One of my favourite initiatives of last year, which continues to flourish, is the It Gets Better Project. I wish the project didn’t have a reason for being – it was started by columnist Dan Savage as a response to the suicide of teenager Billy Lucas, which had followed a tragic number of suicides by other teenagers who were bullied because they were gay, or because their peers suspected that they were gay.
Savage explained about the founding of the project:
“I wish I could have talked to this kid for five minutes. I wish I could have told Billy that it gets better. I wish I could have told him that, however bad things were, however isolated and alone he was, it gets better.”
And so, he and his partner of 16 years Terry Miller kicked things off with a video message to share their own experiences and their own message of hope to bullied teens, that it gets better:
It grew. Quickly. Over 200 videos were uploaded in the first week, and the project’s YouTube channel reached the 650 video limit in the next week. It’s now housed on its own website aggregating thousands of videos from users’ own channels, and includes more than 5,000 entries from people of all sexual orientations. A book is due to be published in March.
Equally, tonnes of non-LGBT videos have been posted in solidarity – because bullying, prejudice and discrimination are issues that concern us all. Yes, this includes such luminaries as Janet Jackson, Ke$ha, Kim Kardashian, Jason Derulo, Eve, Joel Madden, – but whatever you may think of their ‘art’, these stars are popular and rightly or wrongly they have a lot of influence insofar as a lot of people listen to what they have to say. And so if they’re promoting a positive message like this, well, more power to them, frankly.

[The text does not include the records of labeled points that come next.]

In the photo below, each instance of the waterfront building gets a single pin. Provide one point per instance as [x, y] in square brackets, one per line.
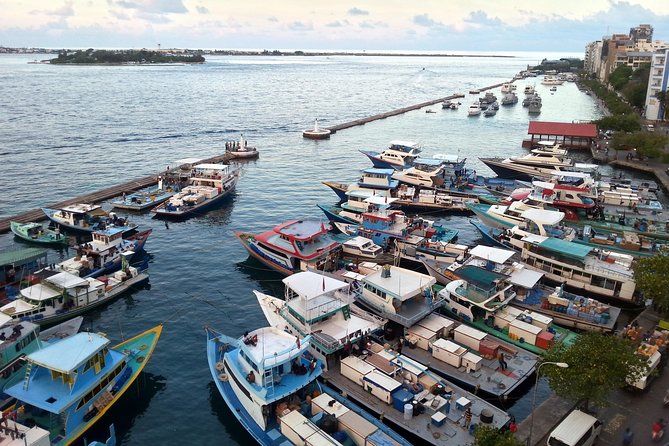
[658, 81]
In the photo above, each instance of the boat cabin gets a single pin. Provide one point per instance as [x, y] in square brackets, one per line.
[399, 294]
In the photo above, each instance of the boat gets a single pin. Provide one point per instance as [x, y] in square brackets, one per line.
[38, 233]
[566, 309]
[319, 306]
[240, 149]
[534, 106]
[60, 296]
[468, 356]
[22, 338]
[404, 392]
[296, 245]
[316, 307]
[316, 132]
[509, 99]
[399, 155]
[450, 105]
[82, 217]
[596, 271]
[83, 377]
[268, 379]
[103, 254]
[17, 265]
[481, 298]
[208, 185]
[360, 247]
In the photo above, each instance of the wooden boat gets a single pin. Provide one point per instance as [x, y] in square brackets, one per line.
[296, 245]
[240, 149]
[284, 403]
[468, 356]
[37, 233]
[566, 309]
[61, 296]
[103, 254]
[605, 273]
[59, 411]
[375, 378]
[86, 218]
[209, 184]
[481, 299]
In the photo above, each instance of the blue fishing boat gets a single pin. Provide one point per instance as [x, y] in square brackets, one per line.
[268, 378]
[70, 385]
[209, 184]
[103, 254]
[86, 218]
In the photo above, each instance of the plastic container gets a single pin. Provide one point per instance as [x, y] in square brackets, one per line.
[408, 411]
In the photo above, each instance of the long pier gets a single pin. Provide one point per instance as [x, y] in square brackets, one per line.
[95, 197]
[333, 129]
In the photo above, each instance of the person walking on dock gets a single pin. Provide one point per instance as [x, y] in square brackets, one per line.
[468, 417]
[628, 436]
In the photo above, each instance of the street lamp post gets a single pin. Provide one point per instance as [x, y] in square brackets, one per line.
[563, 365]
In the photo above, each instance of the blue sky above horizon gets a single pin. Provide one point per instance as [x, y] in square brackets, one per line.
[423, 25]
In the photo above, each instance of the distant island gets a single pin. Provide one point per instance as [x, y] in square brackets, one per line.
[123, 57]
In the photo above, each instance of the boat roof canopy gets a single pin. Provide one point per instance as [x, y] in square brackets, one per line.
[68, 354]
[563, 247]
[21, 256]
[378, 171]
[543, 216]
[479, 277]
[496, 255]
[310, 285]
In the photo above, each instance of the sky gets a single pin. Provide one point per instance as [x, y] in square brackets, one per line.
[355, 25]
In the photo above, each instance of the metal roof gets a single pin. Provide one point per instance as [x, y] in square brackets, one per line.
[562, 129]
[569, 249]
[21, 256]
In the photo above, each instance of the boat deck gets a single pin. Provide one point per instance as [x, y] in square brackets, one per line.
[489, 378]
[452, 432]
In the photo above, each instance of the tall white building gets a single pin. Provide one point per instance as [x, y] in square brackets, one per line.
[658, 81]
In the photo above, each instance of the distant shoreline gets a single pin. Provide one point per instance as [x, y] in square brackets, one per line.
[186, 51]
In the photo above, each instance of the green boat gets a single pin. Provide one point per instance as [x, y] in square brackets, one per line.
[38, 233]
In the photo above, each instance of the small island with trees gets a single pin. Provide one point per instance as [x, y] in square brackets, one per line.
[123, 57]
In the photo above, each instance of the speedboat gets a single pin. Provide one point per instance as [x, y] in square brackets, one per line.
[61, 296]
[209, 184]
[83, 217]
[474, 109]
[38, 233]
[103, 254]
[296, 245]
[268, 378]
[70, 385]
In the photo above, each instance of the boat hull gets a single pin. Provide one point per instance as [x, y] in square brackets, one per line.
[144, 343]
[162, 212]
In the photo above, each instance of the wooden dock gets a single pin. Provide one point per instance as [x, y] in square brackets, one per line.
[95, 197]
[403, 110]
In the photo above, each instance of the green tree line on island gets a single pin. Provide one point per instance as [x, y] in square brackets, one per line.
[91, 56]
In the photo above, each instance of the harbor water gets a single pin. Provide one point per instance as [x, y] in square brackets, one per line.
[65, 131]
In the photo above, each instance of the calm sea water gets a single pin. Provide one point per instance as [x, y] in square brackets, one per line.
[65, 131]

It was picked up in the UK by Stonewall and localised – It Gets Better Today – We Can Make It Happen. There’s a tonne of campaigning activity being led by Stonewall, including all the grassroots outreach and policy work you’d expect, but also rallying leading UK figures to support the campaign with their own video messages – including Theresa May MP, Diane Abbott MP, Lynne Featherstone MP, Ben Bradshaw MP, Lance Corporal James Wharton (member of the Household Cavalry who married his husband at his military barracks), Clare Balding, Rhona Cameron, Sue Perkins, Stella Duffy and Sarah Waters.
And yes, there’s a bit of bandwagon-jumping. But nevertheless, video messages from the likes of Barack Obama and David Cameron, Hillary Clinton, Joe Biden, Mike Bloomberg (NY City Mayor) and Neelie Kroes (Vice President of the European Commission), amongst others, publicly stating their support for the campaign and the message it’s promoting, speaks volumes and in my mind can only be a good thing.

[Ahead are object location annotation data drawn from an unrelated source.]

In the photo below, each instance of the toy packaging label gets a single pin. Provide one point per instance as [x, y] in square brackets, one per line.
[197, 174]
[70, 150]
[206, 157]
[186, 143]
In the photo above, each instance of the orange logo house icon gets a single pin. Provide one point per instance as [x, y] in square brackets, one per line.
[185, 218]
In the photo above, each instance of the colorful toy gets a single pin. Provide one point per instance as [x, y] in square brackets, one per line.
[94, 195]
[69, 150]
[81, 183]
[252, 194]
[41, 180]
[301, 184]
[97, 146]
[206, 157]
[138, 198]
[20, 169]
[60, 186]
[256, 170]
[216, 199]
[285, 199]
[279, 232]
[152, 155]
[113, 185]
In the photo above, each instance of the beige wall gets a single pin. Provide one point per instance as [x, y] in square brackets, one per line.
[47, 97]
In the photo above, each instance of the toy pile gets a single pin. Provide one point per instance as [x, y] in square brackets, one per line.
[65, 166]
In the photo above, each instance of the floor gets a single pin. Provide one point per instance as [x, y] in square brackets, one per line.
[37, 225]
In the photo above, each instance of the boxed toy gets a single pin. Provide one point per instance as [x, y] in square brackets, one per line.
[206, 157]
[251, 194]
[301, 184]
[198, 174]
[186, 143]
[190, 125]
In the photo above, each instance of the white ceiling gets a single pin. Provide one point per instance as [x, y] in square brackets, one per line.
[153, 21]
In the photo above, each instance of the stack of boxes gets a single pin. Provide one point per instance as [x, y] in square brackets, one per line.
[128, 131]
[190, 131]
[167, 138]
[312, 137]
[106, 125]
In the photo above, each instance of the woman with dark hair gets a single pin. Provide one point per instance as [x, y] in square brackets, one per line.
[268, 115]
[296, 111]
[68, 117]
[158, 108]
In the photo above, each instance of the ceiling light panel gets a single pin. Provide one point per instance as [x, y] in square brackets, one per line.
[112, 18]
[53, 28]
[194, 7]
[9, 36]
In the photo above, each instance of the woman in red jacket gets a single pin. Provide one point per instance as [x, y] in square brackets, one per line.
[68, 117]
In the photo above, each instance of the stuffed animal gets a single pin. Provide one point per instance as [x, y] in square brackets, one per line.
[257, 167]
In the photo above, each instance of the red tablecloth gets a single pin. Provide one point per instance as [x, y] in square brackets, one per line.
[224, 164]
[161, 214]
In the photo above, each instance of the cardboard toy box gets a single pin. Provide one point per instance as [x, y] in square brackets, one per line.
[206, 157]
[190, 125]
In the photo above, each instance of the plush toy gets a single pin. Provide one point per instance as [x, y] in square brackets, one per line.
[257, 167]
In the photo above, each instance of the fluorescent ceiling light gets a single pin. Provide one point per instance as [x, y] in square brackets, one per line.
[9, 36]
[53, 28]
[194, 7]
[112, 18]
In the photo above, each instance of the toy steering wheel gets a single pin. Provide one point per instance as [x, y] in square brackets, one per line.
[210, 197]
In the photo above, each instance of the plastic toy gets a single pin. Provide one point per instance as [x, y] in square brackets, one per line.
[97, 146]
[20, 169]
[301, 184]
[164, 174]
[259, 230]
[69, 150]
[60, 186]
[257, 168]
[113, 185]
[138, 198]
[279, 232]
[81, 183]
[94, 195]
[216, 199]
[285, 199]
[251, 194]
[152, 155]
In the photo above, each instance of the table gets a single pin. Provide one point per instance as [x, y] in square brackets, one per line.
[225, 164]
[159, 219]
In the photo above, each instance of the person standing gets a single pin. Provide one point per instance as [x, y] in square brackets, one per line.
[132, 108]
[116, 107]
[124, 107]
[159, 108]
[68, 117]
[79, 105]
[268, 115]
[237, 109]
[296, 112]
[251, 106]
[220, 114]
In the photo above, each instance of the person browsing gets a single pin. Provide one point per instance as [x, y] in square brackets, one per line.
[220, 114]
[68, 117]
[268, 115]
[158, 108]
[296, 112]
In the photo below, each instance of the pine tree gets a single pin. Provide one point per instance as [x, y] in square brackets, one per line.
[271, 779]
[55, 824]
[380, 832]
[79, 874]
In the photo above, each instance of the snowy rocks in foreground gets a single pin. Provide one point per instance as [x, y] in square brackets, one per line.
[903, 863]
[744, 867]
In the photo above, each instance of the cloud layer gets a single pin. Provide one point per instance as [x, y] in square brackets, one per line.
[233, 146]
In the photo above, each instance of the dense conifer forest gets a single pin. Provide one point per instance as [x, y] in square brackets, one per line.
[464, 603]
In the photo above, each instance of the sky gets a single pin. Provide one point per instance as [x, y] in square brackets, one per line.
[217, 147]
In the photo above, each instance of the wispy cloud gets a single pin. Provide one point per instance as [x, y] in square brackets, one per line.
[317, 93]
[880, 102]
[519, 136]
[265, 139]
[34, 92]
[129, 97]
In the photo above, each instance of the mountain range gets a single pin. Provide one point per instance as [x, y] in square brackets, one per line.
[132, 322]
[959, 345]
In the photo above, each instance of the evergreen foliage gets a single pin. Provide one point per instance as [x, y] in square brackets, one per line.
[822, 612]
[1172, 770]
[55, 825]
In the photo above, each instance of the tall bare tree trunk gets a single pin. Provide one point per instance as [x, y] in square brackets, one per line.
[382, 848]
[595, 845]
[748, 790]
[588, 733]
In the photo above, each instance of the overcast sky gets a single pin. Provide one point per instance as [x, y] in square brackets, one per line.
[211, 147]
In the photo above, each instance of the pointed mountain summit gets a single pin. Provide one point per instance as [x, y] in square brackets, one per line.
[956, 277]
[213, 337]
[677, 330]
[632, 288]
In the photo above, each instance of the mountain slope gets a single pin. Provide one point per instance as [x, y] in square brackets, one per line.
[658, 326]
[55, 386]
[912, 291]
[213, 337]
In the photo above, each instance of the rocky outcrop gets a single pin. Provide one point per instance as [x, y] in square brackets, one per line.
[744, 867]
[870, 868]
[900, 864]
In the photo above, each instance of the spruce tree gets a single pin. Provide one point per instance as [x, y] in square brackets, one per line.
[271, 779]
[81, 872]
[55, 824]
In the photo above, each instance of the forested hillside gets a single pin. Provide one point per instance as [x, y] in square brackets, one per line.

Same for companies. Google employees, Facebook employees and Pixar employees, amongst many others, shared their own experiences. (And obviously, the ad industry got involved too, with Razorfish employees making their own video too).
But there are also incredibly heartwrenching and deeply moving videos in support of the project – I’d urge you to watch this impassioned speech from Fort Worth City Councillor Joel Burns at a city council meeting – it’s a phenomenally inspiring message from a politician in a state not known for its tolerance, and has rightly earned a huge amount of media attention across the US:
And hundreds and hundreds of videos from people all over the world, sharing their own stories & messages of hope & inspiration.

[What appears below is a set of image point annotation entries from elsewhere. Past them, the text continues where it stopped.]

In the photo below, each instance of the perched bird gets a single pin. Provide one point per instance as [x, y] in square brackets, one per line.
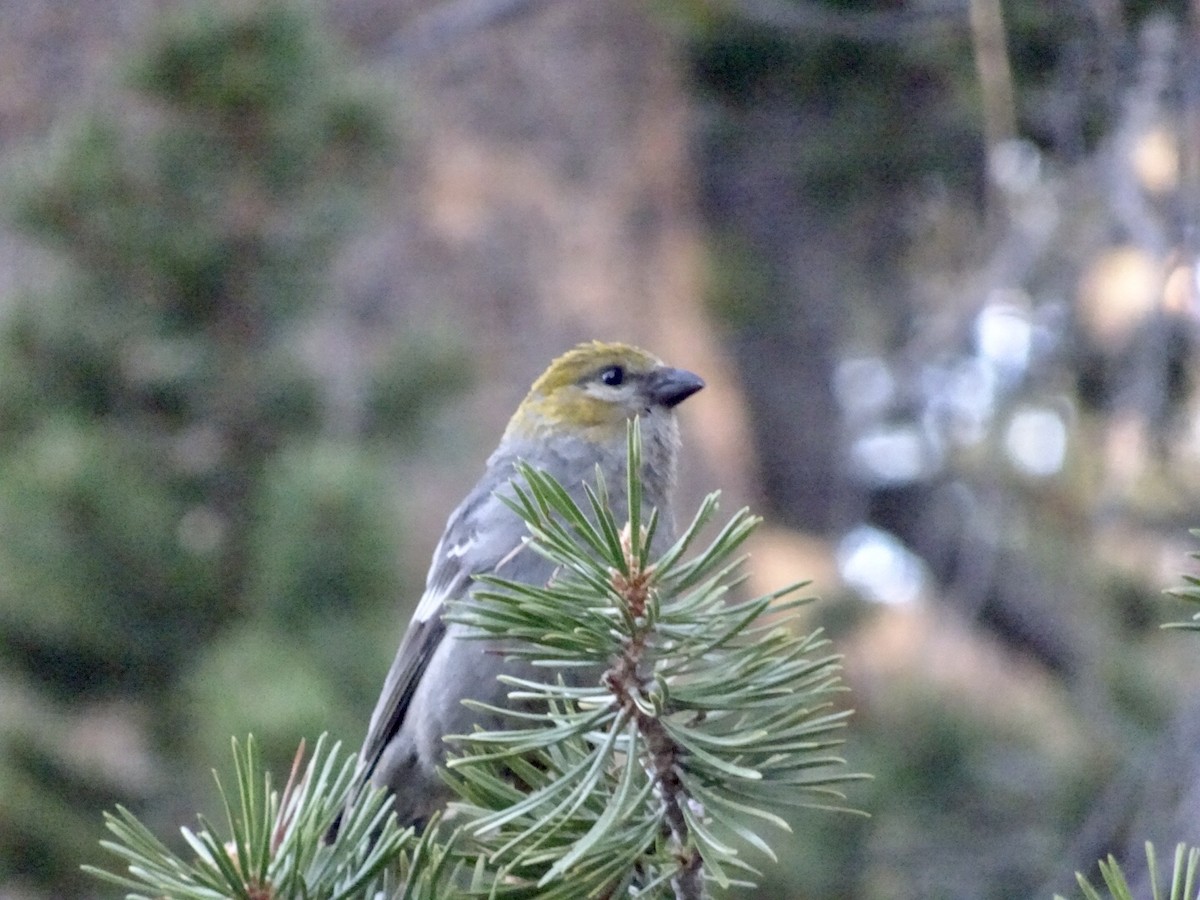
[571, 421]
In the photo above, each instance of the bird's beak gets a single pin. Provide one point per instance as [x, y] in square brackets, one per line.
[671, 387]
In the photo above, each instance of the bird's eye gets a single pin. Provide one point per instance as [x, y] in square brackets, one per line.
[612, 376]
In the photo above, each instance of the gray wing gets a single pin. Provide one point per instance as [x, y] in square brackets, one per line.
[479, 537]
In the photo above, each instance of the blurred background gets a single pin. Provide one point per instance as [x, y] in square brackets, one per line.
[273, 276]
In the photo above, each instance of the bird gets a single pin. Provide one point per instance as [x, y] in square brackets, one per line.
[571, 424]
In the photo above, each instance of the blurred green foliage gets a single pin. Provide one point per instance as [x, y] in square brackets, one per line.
[180, 532]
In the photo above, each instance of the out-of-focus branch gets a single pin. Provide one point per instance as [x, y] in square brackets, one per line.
[815, 19]
[995, 78]
[451, 21]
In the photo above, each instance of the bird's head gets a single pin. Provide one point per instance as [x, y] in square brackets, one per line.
[592, 390]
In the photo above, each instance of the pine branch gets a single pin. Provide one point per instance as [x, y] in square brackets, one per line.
[678, 719]
[696, 714]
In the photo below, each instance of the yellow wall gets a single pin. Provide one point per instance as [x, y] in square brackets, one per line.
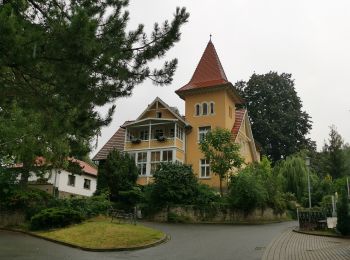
[220, 119]
[149, 144]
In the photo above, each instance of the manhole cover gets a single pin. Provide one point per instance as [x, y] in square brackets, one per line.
[259, 248]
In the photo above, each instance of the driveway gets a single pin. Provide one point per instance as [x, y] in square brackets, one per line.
[187, 242]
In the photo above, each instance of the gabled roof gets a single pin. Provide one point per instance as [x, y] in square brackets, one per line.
[209, 71]
[240, 119]
[85, 167]
[115, 142]
[171, 110]
[238, 122]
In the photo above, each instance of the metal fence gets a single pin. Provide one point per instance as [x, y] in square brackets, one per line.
[313, 219]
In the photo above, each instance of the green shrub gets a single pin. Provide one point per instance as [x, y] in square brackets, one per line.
[246, 191]
[87, 206]
[118, 173]
[174, 184]
[55, 218]
[205, 196]
[343, 223]
[175, 218]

And of course the idea gets remixed. And shared.
Like Rebecca Drysdale’s It Gets Better Music Video (this rocks):
And so it goes. And grows.
It’s not regime change, it’s not a Twitter revolution, but it’s real life. If it helps prevent one more needless suicide from a bullied teen, it’ll be pretty immense. Hopefully it will achieve much much more.
The web may just be a series of tubes, but those tubes connect real people. And that’s pretty awesome.